Parmi les arguments avancés contre une augmentation de la taxe foncière de la Métro, il y a d’une part que les ménages propriétaires auraient des revenus assez faibles et d’autre part le fait qu’elle concerne des ménages occupants qui ne sont pas obligatoirement fortunés ; pour les occupants locataires tout dépend du bail de location qui fixe les règles d’augmentation du loyer.

Le président de la Métro a avancé, lors du dernier conseil de métropole, que 70 % des ménages propriétaires auraient moins de 2000 € par mois de revenu.

Cette information est erronée

L’INSEE fournit la variation des revenus des ménages métropolitains par unité de consommation (UC) pour les locataires et les propriétaires en 2019. Voici comment est calculé le nombre d’UC par ménage :

1 UC pour le premier adulte du ménage, 0,5 UC pour les autres personnes de 14 ans ou plus, puis 0,3 UC pour les enfants de moins de 14 ans.

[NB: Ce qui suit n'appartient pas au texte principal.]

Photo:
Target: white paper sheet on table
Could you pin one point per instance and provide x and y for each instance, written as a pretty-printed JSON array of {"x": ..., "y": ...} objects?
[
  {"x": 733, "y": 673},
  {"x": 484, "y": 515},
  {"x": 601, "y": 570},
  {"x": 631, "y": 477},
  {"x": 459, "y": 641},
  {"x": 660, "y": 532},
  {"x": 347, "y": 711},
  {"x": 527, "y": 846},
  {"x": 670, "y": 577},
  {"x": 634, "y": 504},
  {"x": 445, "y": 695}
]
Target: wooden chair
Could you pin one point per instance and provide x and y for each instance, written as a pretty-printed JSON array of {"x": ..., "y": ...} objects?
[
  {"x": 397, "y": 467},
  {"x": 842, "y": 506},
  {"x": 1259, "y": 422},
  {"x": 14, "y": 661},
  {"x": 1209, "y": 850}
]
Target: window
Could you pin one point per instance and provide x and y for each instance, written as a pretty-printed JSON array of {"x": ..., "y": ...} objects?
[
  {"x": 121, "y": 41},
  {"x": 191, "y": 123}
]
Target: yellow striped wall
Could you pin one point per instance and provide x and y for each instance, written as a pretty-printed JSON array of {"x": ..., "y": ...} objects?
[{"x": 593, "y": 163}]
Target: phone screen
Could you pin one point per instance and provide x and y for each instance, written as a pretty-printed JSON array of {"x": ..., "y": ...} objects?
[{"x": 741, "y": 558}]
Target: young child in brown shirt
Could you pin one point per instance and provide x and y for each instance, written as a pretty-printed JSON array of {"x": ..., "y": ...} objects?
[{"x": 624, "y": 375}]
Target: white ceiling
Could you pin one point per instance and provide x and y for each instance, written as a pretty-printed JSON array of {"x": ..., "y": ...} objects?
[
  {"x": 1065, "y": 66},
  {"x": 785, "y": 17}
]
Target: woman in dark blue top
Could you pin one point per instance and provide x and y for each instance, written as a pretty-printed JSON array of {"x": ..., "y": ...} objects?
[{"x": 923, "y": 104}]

Comme il y a en moyenne 2 personnes par ménage, le ménage moyen a environ 1,5 UC.

Important : le revenu disponible est le revenu à la disposition du ménage pour consommer et épargner. Il comprend tous les revenus et les prestations sociales reçues. Les impôts (impôt sur le revenu et locaux) sont déduits ainsi que les prélèvements sociaux : Contribution Sociale Généralisée (CSG), Contribution au Remboursement de la Dette Sociale (CRDS).

La médiane des revenus par UC sur la Métro pour les propriétaires est de 27 090 € et seulement de 17 350 € pour les locataires. On peut alors estimer que le ménage propriétaire moyen a 3000 € par mois de disponible, alors que le locataire moyen seulement 2000 € par mois. Dans le graphique ci-dessous sont représentés les revenus disponibles en 2019 par UC.

Pour avoir une estimation raisonnable des revenus des propriétaires par ménage, il faut multiplier les valeurs qui apparaissent dans le graphique par 1,5.

Il y a seulement 10 % (1er décile) des ménages propriétaires qui ont moins de 2000 € par mois de revenu disponible (valeurs 2019, soit 24 000 euros par an). Il y a seulement 5% des ménages propriétaires en dessous du seuil de pauvreté 1100 € par mois par UC (soit 1650 € par mois pour 1,5 UC).

En conséquence : une augmentation mesurée du montant de la taxe foncière métropolitaine n’impactera que très faiblement les ménages propriétaires dans l’agglomération, alors qu’ils auront bénéficié d’une forte diminution de la Taxe d’Habitation de la Métro et des communes.

Si l’utilisation de cette légère augmentation est d’intérêt général, à condition d’être réellement utilisée dans l’intérêt général pour mieux préparer l’avenir de la population dans l’agglomération, elle serait alors fondée et la majorité métropolitaine serait bien inspirée de la décider. D’autant plus que les difficultés budgétaires de l’Etat auront pour conséquences dans les futures lois de finances, de « sur-solliciter » les collectivités, comme cela a toujours été fait par le passé (et dernièrement en transférant par exemple à la Métro les charges de prévention des inondations GEMAPI). Redonner des moyens aux politiques publiques de compétence de la Métro pour mieux renforcer les priorités sociales et écologiques, est une orientation politique responsable pour toutes et tous dans la Métro. Cela n’empêche pas que la Métro réoriente sérieusement ses priorités et organise l’efficacité et le contrôle des services publics qu’elle gère en direct et ceux qu’elle délègue encore au privé, et évite des dépenses peu utiles ou des décisions sans analyse des coûts de fonctionnement.